3. Women were just beginning to get access to higher education. In large cities there were women’s medical colleges, but it was a good while later that they were admitted to the traditional institutions. Research on the early history of women physicians and surgeons comes from a wide variety of sources, most especially from Regina Markell Morantz-Sanchez’s work on Mary Putnam Jacobi and Mary Amanda Dixon. Susan Wells’s Out of the Dead House: Nineteenth-Century Women Physicians and the Writing of Medicine was tremendously useful. Other authors whose work in this area I found invaluable include Arleen Marcia Tuchman, William Leach, and Judith Walzer Leavitt.
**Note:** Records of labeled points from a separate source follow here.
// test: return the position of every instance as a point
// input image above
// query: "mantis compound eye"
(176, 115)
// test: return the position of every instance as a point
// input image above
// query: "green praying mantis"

Sources differ on the numbers, but in 1883 about twenty African American female medical school graduates were practicing in the United States. Sophie’s history is inspired in part by the life stories of those indomitable women.
4. Nineteenth-century attitudes toward and understanding of sexuality and reproduction and the politics of birth control and abortion are hugely complex topics. Especially helpful in sorting through the murk were Timothy Gilfoyle’s City of Eros: New York City, Prostitution, and the Commercialization of Sex, 1790–1920; Linda Gordon’s The Moral Property of Women; G. J. Barker-Benfield’s The Horrors of the Half-Known Life: Male Attitudes toward Women and Sexuality in Nineteenth-Century America; and George Chauncey’s Gay New York: Gender, Urban Culture, and the Making of the Gay Male World, 1890–1940. These are crucial works I went back to many times.